AAD consists of David Jolliffe, Brown Chair in English literacy, as the primary adviser; Anne Raines, associate director of the Enhanced Learning Center, as the secondary adviser; Jones as president; Chet Cornell as vice president; Laine Gates, project assistant of the Arkansas Delta Oral History Project, as treasurer; and Tiffany Jackson as secretary.

"Members won't be penalized for missing a meeting, like in other RSOs," Jones said. "It's an offer your time when you can spare it sort of thing."

Membership requirements are the same as in ASG, Jones said, but AAD will allow faculty honorary membership.

Faculty who have shown interest are Felisha Perrodin, assistant director of community engagement; Carolyne Garcia, member of Crossroads Coalition and assistant director of the UA Economic Development Institute; and Otto Loewer, member of Crossroads Coalition, professor and director of the UA Economic Development Institute.

Jones said the idea for AAD stemmed from the Arkansas Delta Oral History Project, a service-learning class of which she is the co-director.

The RSO is a way for those who might not want to take the class, which is an honors colloquium, to still be involved, she said.

Jolliffe founded the ADOHP by first forming writing groups that paired UA graduate students with teachers and students from six high schools in the Delta, according to a press release. The project uncovered some of the oral histories from the Delta and then recorded them, and producing plays, readings, narratives and videos.

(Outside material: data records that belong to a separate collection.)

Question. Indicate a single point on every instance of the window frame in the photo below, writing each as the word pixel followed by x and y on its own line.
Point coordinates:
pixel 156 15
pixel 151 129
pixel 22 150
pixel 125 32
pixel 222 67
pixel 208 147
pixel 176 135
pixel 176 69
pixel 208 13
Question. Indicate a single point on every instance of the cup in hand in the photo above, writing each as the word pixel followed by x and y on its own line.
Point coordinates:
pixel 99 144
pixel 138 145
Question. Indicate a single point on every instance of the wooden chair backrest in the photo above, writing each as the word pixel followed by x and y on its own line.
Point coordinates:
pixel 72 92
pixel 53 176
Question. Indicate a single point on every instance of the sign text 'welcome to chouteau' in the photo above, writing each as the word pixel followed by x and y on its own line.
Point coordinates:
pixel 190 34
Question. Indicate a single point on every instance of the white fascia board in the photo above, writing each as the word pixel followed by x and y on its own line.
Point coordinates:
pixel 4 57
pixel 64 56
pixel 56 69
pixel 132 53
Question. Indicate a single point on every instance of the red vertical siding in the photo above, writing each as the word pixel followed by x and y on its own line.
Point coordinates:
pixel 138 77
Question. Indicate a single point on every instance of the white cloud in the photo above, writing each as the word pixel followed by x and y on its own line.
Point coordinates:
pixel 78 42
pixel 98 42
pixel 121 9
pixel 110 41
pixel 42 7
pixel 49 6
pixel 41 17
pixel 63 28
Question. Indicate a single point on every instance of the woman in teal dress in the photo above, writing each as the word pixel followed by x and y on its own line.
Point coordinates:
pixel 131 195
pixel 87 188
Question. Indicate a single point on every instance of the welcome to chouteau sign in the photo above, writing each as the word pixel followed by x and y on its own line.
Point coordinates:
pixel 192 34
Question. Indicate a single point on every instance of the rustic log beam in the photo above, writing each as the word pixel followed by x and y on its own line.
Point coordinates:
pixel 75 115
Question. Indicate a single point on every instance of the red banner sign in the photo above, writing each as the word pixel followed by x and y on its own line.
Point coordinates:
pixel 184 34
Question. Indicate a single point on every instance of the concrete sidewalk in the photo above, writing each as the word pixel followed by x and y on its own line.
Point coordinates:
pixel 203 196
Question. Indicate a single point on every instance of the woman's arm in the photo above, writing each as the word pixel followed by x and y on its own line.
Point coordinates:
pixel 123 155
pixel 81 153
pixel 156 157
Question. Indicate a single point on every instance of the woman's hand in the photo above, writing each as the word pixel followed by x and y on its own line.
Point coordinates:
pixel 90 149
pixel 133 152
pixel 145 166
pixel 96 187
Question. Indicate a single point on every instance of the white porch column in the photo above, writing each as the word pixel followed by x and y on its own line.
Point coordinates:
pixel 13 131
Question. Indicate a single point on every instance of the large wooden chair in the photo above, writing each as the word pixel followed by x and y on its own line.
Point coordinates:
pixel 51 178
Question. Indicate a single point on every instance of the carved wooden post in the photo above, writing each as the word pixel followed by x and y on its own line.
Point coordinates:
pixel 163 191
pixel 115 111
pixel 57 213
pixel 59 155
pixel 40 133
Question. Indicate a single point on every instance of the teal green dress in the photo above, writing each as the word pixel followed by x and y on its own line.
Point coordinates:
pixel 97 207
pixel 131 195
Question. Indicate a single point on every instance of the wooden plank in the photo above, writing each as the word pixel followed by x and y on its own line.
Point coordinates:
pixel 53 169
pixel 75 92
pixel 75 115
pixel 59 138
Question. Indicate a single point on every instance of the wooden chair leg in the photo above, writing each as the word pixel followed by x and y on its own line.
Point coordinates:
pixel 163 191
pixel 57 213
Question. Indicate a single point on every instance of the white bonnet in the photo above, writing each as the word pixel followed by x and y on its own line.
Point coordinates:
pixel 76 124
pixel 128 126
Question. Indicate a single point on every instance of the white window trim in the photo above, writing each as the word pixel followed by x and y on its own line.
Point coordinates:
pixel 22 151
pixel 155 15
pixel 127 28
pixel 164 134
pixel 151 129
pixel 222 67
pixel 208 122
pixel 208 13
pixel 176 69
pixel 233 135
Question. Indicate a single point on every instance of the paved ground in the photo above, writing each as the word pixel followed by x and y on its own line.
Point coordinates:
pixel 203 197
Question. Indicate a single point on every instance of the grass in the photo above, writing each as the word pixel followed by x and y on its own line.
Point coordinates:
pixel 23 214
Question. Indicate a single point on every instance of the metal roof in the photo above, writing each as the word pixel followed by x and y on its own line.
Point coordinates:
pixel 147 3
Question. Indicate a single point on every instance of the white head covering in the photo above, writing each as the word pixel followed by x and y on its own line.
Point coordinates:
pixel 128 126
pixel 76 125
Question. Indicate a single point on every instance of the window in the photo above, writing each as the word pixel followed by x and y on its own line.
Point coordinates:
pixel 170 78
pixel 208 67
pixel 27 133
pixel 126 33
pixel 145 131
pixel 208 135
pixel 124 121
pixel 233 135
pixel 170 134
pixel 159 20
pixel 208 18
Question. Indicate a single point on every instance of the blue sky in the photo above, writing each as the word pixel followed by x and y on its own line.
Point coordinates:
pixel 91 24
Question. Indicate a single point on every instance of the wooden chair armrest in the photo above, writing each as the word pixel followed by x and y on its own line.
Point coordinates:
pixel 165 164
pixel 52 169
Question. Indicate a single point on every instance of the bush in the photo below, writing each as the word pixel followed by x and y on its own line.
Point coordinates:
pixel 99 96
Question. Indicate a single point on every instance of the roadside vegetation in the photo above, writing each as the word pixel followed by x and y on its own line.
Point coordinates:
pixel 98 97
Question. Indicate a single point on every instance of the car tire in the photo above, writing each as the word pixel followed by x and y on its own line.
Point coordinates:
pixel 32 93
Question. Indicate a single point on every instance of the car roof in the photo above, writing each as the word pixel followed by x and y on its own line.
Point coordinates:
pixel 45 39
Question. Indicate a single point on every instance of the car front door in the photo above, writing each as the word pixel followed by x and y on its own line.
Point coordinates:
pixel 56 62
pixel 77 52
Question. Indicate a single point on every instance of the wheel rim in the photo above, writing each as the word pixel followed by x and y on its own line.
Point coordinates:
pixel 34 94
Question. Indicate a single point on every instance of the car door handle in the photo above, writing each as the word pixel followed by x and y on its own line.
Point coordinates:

"I picked the Delta because that is an area where issues in literacy are challenging," Jolliffe said in the press release. "We were also able to give students there a real look at what coursework would be like if they came to the UA when they finished high school."

There also has been optimistic discussion from Jolliffe about starting a living-learning community, Jones said.

This community would be a first-year experience for UA students from the Delta in which they would live together in one dorm and take core classes together to help them integrate into the Northwest Arkansas area, Jones said.